Akibat kejadian tersebut, dua orang warga Jimbaran ditahan di Polsek Kutsel. Dalam aksi solidaritas ini, salah seorang orator menyampaikan bahwa, warga jimbaran selama ini tidak pernah anti dengan pendatang. Bahkan banyak warga pendatang yang dirangkul dengan baik.
Menurut Bendesa Adat Jimbaran, I Gusti Made Rai Dirga Arsana Putra, aksi solidaritas yang terjadi melibatkan kurang lebih seribuan krama dari seluruh banjar. Bendesa menyampaikan bahwa aksi warga muncul merespon dari dua hal utama. Pertama, masyarakat Jimbaran menegaskan bahwa tidak boleh ada bentuk arogansi yang diwujudkan melalui tindakan kekerasan, siapa pun pelakunya.
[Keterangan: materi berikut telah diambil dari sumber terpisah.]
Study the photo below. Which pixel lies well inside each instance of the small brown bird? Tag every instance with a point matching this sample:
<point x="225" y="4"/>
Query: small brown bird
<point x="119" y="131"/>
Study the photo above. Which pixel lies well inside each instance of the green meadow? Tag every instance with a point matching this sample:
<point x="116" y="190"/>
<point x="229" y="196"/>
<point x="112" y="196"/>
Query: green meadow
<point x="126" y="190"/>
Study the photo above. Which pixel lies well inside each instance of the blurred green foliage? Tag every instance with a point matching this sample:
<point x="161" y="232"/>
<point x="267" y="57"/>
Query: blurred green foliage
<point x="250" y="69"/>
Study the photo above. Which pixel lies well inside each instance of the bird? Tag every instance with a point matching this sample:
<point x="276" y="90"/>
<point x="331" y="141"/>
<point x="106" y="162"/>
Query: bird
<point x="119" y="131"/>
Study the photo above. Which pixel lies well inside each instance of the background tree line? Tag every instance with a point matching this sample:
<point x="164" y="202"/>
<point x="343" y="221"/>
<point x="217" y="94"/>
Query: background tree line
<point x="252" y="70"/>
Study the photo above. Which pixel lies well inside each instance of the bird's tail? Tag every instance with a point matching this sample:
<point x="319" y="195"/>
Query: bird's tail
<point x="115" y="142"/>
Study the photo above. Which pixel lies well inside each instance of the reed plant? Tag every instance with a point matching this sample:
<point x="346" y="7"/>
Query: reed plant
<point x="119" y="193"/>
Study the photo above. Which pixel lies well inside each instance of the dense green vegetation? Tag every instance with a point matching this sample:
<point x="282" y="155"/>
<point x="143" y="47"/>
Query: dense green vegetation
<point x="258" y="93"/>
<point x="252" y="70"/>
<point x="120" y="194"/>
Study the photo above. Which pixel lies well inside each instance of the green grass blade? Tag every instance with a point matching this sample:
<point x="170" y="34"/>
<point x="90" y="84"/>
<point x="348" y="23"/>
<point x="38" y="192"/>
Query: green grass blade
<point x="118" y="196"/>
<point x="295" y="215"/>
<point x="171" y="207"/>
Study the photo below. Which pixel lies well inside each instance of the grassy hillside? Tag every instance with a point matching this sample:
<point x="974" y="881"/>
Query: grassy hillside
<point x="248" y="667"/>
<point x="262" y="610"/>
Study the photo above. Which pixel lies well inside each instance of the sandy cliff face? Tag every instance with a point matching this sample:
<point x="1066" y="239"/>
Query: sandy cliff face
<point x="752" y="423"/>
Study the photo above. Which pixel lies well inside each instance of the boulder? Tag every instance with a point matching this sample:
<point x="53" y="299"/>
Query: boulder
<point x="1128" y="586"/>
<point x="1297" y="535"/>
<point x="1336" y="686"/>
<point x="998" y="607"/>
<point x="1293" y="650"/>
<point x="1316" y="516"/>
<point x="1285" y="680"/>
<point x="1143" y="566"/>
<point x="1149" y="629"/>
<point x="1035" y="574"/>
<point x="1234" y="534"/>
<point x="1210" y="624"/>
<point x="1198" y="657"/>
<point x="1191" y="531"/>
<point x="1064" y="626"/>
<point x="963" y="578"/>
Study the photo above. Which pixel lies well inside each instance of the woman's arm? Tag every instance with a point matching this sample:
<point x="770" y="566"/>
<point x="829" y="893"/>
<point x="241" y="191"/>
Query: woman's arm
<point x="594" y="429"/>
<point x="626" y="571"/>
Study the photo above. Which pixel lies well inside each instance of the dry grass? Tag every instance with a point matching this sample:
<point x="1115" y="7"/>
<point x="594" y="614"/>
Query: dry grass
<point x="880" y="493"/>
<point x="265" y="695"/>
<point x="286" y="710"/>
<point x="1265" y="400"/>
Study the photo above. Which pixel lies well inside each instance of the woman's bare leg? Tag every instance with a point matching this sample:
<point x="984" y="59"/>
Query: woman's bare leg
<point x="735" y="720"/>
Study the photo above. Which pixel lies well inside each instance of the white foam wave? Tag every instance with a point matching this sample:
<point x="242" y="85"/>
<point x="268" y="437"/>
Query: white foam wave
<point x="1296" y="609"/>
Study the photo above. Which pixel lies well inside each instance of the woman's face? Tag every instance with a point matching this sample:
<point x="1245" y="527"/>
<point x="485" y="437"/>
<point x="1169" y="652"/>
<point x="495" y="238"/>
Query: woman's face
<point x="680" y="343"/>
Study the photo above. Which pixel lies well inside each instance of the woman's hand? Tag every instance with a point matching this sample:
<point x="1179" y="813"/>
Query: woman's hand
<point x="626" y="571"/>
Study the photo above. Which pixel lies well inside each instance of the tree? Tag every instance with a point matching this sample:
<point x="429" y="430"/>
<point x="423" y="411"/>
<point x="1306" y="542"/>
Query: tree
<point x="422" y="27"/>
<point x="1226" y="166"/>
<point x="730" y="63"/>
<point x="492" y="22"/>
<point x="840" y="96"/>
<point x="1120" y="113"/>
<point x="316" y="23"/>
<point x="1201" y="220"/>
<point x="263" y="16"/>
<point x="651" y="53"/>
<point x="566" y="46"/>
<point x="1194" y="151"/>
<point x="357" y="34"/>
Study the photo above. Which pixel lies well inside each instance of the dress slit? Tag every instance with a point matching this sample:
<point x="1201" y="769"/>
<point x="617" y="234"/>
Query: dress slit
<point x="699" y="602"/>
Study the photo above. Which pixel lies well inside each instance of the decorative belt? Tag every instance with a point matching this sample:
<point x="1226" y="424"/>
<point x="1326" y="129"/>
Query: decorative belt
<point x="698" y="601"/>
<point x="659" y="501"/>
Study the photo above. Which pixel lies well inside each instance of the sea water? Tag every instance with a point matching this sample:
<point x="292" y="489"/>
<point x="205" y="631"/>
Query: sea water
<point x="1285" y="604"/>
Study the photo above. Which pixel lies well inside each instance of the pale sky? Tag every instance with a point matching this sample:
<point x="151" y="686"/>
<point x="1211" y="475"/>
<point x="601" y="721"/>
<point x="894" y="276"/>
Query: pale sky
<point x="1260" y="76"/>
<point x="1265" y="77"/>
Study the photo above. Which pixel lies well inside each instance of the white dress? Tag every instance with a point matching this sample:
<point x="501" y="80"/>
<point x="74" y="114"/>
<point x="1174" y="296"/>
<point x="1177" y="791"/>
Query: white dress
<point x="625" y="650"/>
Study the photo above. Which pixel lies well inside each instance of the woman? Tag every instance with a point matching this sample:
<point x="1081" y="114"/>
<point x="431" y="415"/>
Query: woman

Jimbaran, menurutnya, harus menjadi wilayah yang menjaga ketertiban dan menghormati semua pihak.
Kedua, aksi ini merupakan bentuk spontanitas serta solidaritas warga terhadap dua orang krama yang akhirnya ditahan. Warga yang ditahan disebut bertindak spontan setelah rekannya menjadi korban pemukulan, sehingga luapan emosi masyarakat pun tidak bisa dihindari.
“kami ingin menunjukkan bahwa di Bali, pada khususnya di Jimbaran, tidak boleh ada hal-hal yang terlalu arogan, siapapun mereka,” katanya.
Bendesa menjelaskan bahwa pemukulan terhadap warga Jimbaran menyebabkan luka robek yang membutuhkan sekitar 10 jahitan. Insiden itulah yang kemudian memicu respons spontan warga hingga terjadi keributan lanjutan. “Dua warga Jimbaran pun akhirnya ditahan oleh Polsek Kuta Selatan,” katanya.
Ia berharap pihak kepolisian dapat segera menyelesaikan persoalan tersebut secara menyeluruh dan memberikan kejelasan atas penahanan dua warga tersebut. Menurutnya, warga yang ditahan tidak memiliki rencana atau persiapan untuk melakukan tindakan tertentu, melainkan sekadar bereaksi secara spontan sebagai krama adat. Ia meminta agar tidak ada tekanan tambahan kepada mereka dan aparat dapat mempertimbangkan situasi yang terjadi secara utuh.
“Mohonlah pada semua pihak, pada aparat kita, agar mengatensi ini, kemudian lebih cepat, lebih responsif supaya hal-hal seperti ini tidak terjadi lagi,” harapnya.